En choisissant le beau portrait d'une femme de devoir au destin d’exception, Anna Enquist signe un roman touchant qui entraîne le lecteur au plus profond de sentiments complexes et désespérés.


C'est sous le pseudonyme d’Anna Enquist que la psychanalyste Christa Widlund-Broer signe son œuvre littéraire, poétique d'abord, puis romanesque à partir de 1994. Avec ce sixième roman publié en France, elle poursuit son exploration de la solitude et des affres de personnages reclus en eux-mêmes, victimes de drames personnels qui seront les révélateurs de leur personnalité profonde.

Ainsi en est-il d'Elisabeth, épouse du navigateur, explorateur et cartographe britannique James Cook qui, entre 1768 et 1779 effectuera trois expéditions dans l'Océan Pacifique à la découverte d'une immensité sauvage totalement méconnue des Européens.

Chacune de ces expéditions se déroulant sur plusieurs années, c'est la vie d'une Elisabeth seule et livrée à elle-même qu'Anna Enquist nous fait partager au long de son beau récit.

Ses enfants naissent, grandissent ou meurent (la mortalité infantile est encore importante à l'époque, même dans les milieux plus favorisés) en l'absence de leur père, sans même qu'il ait connaissance de leur existence quelquefois. Ceux qui survivent ont vocation à devenir marin à leur tour. Les autres à être oubliés…

Surtout, ce sont de longs mois, voire des années entières sans que la moindre nouvelle des marins partis à l'autre du bout du monde sur leurs coquilles de noix ne parvienne aux familles restées à terre. Alors Elisabeth fait "comme si". Elle s'occupe de l'intendance, de l'éducation des enfants. Elle pense au retour de son mari, proche ou lointain, comment savoir… Elle appréhende aussi terriblement ces retrouvailles avec un homme redevenu un presque inconnu…

Et lorsque le drame inéluctable survient, c’est une femme révoltée qui se dresse face aux institutions, aux amiraux, au roi : "Il n’aurait jamais dû partir. L’un de vous y a-t-il jamais songé ? [Vous lui rendez] les derniers honneurs comme s’il était des vôtres. Le chef. Le père. Une évidence. Vous êtes affolés, démunis quand il disparaît. Et nous ? Ses enfants, sa femme ? Comment devons-nous supporter ses disparitions ? […] Nous, répéta-t-elle, sa famille. Vivante, morte."

Dans une veine intimiste, qui laisse pourtant toujours la porte ouverte sur le grand large, et s'appuie sur un travail documentaire de grande ampleur, Anna Enquist excelle à plonger son lecteur dans les méandres des pensées, des joies, des angoisses et des peines d'une femme effacée qui doit supporter le terrible poids de l'absence et de l'incertitude.

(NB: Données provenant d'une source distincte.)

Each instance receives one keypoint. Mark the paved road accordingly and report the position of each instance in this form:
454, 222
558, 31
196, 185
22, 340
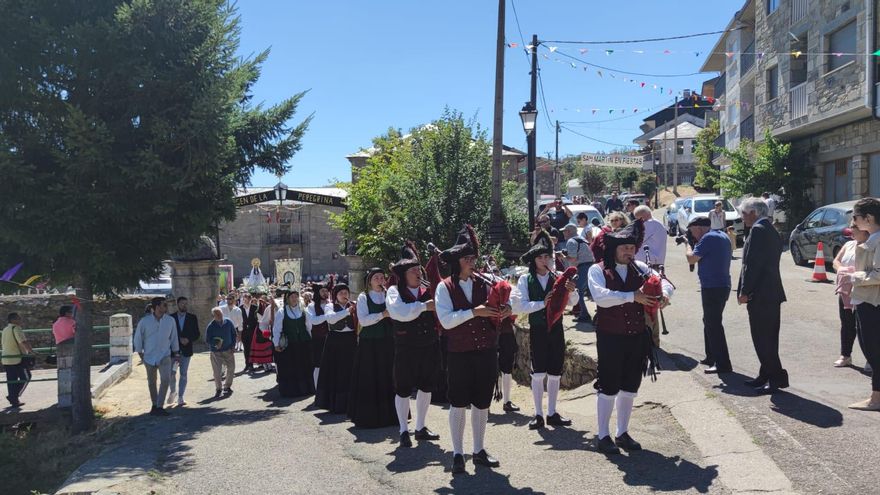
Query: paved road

On est captivé d'abord par la capacité de l'auteur à recréer une époque lointaine et obscure. On se passionne pour la description qu'Elisabeth fait, en creux, de son explorateur d'époux. Mais surtout, on s'attache à cette femme pourtant peu bavarde et peu soucieuse de faire bonne figure. Cette biographie imaginaire est finalement un superbe portrait de femme, dont l'arrière-plan serait surtout composé de sens du devoir, d'attente patiente (mais pas passive) et de solitude profonde.